InfiniBand: Mellanox Technologies MT25208 [InfiniHost III Ex] (rev a0) vs InfiniBand: Mellanox Technologies MT25208 [InfiniHost III Ex] (rev a20)

Hi Guys

I really need some help here, I’m setting up a small cluster and decided instead of using 10gig ethernet I’ll play with infiniband

SO here I am at step one with 3 * Cisco SFS-HCA-250-A1 cards .( Mellanox Technologies MT25208 [InfiniHost III Ex] (rev a0) ) and 2 * Mellanox CX4 Infiniband Dual Port 10GB Network Card - MN: MHGA28-XTC .( Mellanox Technologies MT25208 [InfiniHost III Ex] (rev a20) )

It turns out all the cards are the same model as well as hardware revision of A3.

I’ve updated all the cards to firmware version 5.3.

My issue is that the Mellanox CX4’s are working perfectly but I cannot for the life of me get the Cisco Variants working.
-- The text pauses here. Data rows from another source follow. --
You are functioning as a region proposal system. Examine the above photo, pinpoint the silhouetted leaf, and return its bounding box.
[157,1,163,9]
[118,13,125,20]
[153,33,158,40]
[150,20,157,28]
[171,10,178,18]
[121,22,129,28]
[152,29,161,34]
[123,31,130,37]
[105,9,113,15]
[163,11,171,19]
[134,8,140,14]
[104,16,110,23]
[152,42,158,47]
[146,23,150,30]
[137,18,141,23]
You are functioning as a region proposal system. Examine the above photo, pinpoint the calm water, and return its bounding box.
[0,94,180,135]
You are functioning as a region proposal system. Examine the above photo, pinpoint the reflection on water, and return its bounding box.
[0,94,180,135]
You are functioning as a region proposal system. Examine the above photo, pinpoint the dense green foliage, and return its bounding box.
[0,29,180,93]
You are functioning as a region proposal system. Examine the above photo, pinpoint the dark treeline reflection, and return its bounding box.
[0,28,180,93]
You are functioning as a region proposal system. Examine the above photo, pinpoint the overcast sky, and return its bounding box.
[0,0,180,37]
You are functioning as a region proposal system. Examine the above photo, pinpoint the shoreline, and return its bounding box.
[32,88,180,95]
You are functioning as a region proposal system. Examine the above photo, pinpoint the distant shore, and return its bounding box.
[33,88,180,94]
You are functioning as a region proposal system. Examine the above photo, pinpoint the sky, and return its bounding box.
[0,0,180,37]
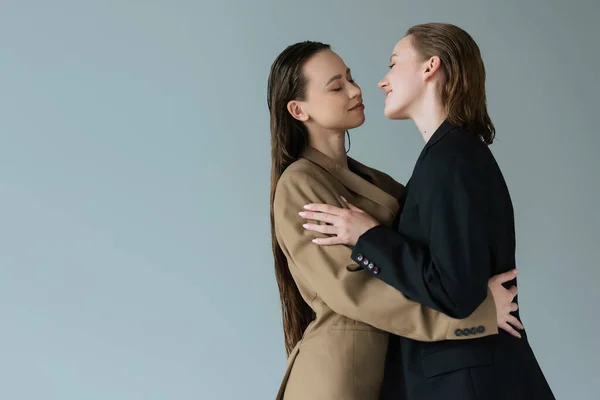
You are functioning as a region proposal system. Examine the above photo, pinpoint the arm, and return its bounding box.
[274,171,498,341]
[352,160,490,318]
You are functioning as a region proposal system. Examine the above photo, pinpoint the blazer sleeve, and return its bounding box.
[274,171,498,341]
[352,155,491,318]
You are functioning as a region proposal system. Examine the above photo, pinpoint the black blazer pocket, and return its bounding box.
[421,346,494,378]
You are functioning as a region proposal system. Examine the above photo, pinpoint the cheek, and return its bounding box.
[311,96,347,128]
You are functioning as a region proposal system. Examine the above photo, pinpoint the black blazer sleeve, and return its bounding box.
[352,156,491,318]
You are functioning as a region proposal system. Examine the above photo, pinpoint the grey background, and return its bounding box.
[0,0,600,400]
What is the difference between the 2 cards ultimately ? and what else do I ned to change on the Cisco branded cards to get them to work like their Mellanox C4 twins.

It cannot be anything else but hardware / firmware related as I can swop out cards from the cisco to the mellanox variant and everything works perfectly. When I run a query with mstflint I pretty much get the same result from both card variants as shown below besides those wiered “▒ڭ” symbols prefixing Board Id and VSD fields which are easily changed during a firmware update if required.
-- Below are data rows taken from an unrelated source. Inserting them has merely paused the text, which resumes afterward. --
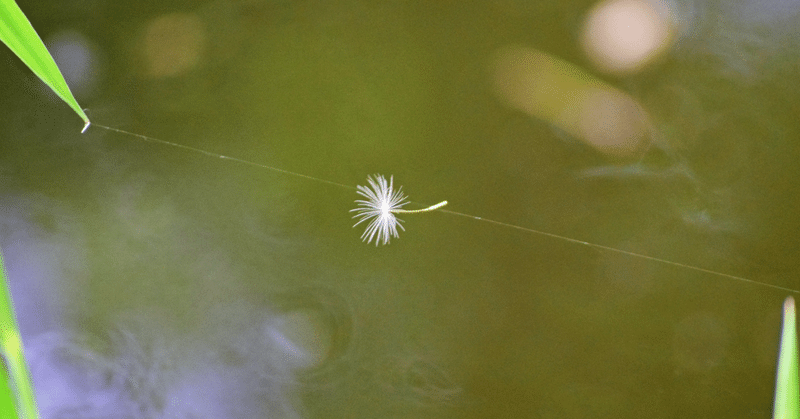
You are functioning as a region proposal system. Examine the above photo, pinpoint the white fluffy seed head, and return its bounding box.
[350,174,408,246]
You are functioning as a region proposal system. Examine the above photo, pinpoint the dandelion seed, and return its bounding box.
[350,175,447,246]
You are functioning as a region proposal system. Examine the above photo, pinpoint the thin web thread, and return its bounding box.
[91,123,800,294]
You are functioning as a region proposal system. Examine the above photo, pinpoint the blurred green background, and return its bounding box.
[0,0,800,418]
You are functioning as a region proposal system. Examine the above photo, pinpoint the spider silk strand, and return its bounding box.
[84,123,800,294]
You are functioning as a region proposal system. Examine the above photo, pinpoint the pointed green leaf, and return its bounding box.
[0,0,89,131]
[0,251,39,419]
[772,297,800,419]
root@proxmox1:~# mstflint -d 0c:000.0 q

Image type: Failsafe

FW Version: 5.3.0

I.S. Version: 1

Device ID: 25218

Chip Revision: A0

Description: Node Port1 Port2 Sys image

GUIDs: 0005ad00000c1464 0005ad00000c1465 0005ad00000c1466 0005ad00000c1467

Board ID: ▒ڭ (MT_0370130002)

VSD: ▒ڭ

PSID: MT_0370130002

Below is the errors I get when running dmesg | grep ib .

root@proxmox1:~# dmesg | grep ib

[ 0.000000] tsc: Fast TSC calibration using PIT

[ 0.001006] Calibrating delay loop (skipped), value calculated using timer frequency… 5320.09 BogoMIPS (lpj=2660045)

[ 0.276638] vgaarb: bridge control possible 0000:10:0d.0

[ 0.677246] libphy: Fixed MDIO Bus: probed

[ 0.746569] libata version 3.00 loaded.

[ 1.596026] tsc: Refined TSC clocksource calibration: 2659.999 MHz

[ 5.220277] ib_mthca: Mellanox InfiniBand HCA driver v1.0 (April 4, 2008)

[ 5.220280] ib_mthca: Initializing 0000:0c:00.0

[ 5.406654] [drm] ib test succeeded in 0 usecs

[ 6.224473] ib_mthca 0000:0c:00.0: RUN_FW command returned -22, aborting.

[ 6.224624] ib_mthca 0000:0c:00.0: Loading FW returned -22, aborting.

[ 6.224852] ib_mthca: probe of 0000:0c:00.0 failed with error -22

[ 14.335250] netlink: Unknown key attribute (type=20, max=19).

Anybody’s contribution would be greatly appreciated as I really do feel like I’m very close to resolving the issue but I just need to understand the differences between the cisco and mellanox cards to close this off.

Warm Regards

Shaun

Here are pics of the back of each card just for sanity purposes.

mellanox cx4

Cisco SFS-HCA-250-A1

Ahh cool. That makes sense.

HI Justin

I removed the DDR serdes section from the default config file…

On Fri, Jan 16, 2015 at 12:00 AM, justinclift <community@mellanox.com mailto:community@mellanox.com >

Hey all,

Just to let everyone know and to close this one off I resolved the issue.

Originally I flashed both the Mellanox cx4 and the cisco variants with the same firmware for cards with PID MT_0370130002 using flint. After flashing all cards were are firmware verison 5.3. The Mellanox CX4’s worked but the Ciscos did not.

TO resolve it I used mlxburn with default 5.3 firmware and used a slightly different config file (I wont go into detail around this) to generate the .bin firmware file.

I then flashed the cards with flint using the new firmware and the cards are working now

I’ve attached a link the firmware to this thread if anyone ever needs it .

Dropbox - cisco-sfs_HCS_250_Infini.bin Dropbox - cisco-sfs_HCS_250_Infini.bin - Simplify your life

Out of curiosity, which config settings did you change?